Presidential prerogatives – forget TVA
December 27, 2008
Executive Orders of the President can and have had a pushing forward effect of an exiting Administration which may block or thwart an incoming president all without the benefit of congressional action.
For example, President Bush issued EO 13406 which narrowed the meaning in the Constitution of “taking property” more closely to the founder’s original intent. The Tennessee Valley Authority had grossly misinterpreted that clause until EO 13406 was issued. TVA was the usurper of the right of the people to not expect the federal government to compete in the market place.
TVA gleefully did this often and was paid hundreds of thousands of dollars in land sales and questionable land swaps. In addition, TVA is anti-competitive in the marketplace of electricity sales.
It would be reasonable for an incoming administration to put more meat on the bones of EO 13406 rather than trying to undo it.
Americans are undergoing a crisis of government credibility caused by the failure of several administrations to check the illegal piling up of debt in the trillions of dollars through federal government guarantees of worthless Fannie Mae and Freddie Mac paper.
Failure of the government to quell these loans has precipitated a world financial crisis the depth of which has not been reached.
In a much smaller but comparable way, the federal government has failed to stanch the flow of borrowed money by the Tennessee Valley Authority now at $25 billion with promises by TVA management to far exceed its statutory borrowing limit of $30 billion.
TVA whose financing already is on the brink of collapse has resorted to a one-year “bridge loan” of one billion dollars from the Bank of America. Not only is this outrageous, it is deceitful if not illegal for the federal government to borrow money from a private, stock-held banking source while propping up other financial institutions with a $700 billion “bailout”.
TVA’s books show assets well exceeding their debt but these probably are greatly overestimated based on TVA’s known experience to squeeze dollars the way they want them. Most of the coal-fired plants are over 50 years old and many of them may have reached their useful life. About 60 % of TVA generated power comes from these plants.
Though not known until actual liquidation, a more reasonable estimate of TVA assets is probably no more than $15 or $20 billion if that much. Balance of the debt would inure to TVA bondholders or to the “ratepayers” since the federal government does not even guarantee its own money obligations of the TVA.
The TVA has muddled through mismanagement after mismanagement greatly underperforming its charge in the original 1933 legislation. Instead of being the innovator and facilitator of new and breakthrough technology, TVA lags behind the utility industry in every major area and has defaulted on its obligations in other areas.

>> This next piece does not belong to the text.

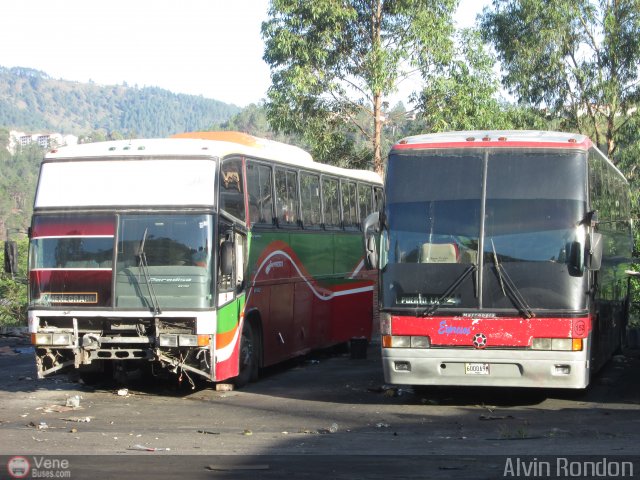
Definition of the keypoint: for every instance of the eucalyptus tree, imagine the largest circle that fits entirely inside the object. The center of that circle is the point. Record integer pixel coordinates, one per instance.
(336, 62)
(576, 57)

One of the causes of TVA’s misguided ways is its system of performance bonuses. I have plenty of anecdotal evidence of where TVA either cut corners in maintenance or its failure to perform under duress for fear of affecting bonus amounts.
The failure of an earthen dam at the coal-fired Kingston Plant in Tennessee December 22, 2008, is an apt and recent exhibition of TVA’s dilatory actions. TVA’s 8K report to the Securities and Exchange Commission of this “incident” is so watered down as to be yet another confusing and ambiguous TVA statement. It seems clear the TVA does not want to rattle bondholders’ chains.
Some have suggested the TVA as a model for “putting people to work” aping the old New Deal era.
This would be a major tactical error resulting in the exacerbation of the problem. If, however, the great ingenuity and boundless energy of the free market were to be let loose on the major problems confronting today’s society, meaningful and real jobs would result, not the make-work kinds of jobs in the 1930s.
This approach would help re-build America’s industrial base and reverse the decline in job exportation.
Americans can do it “better, faster, and cheaper” if the government stands aside to let Adam Smith’s “invisible hand” go to work.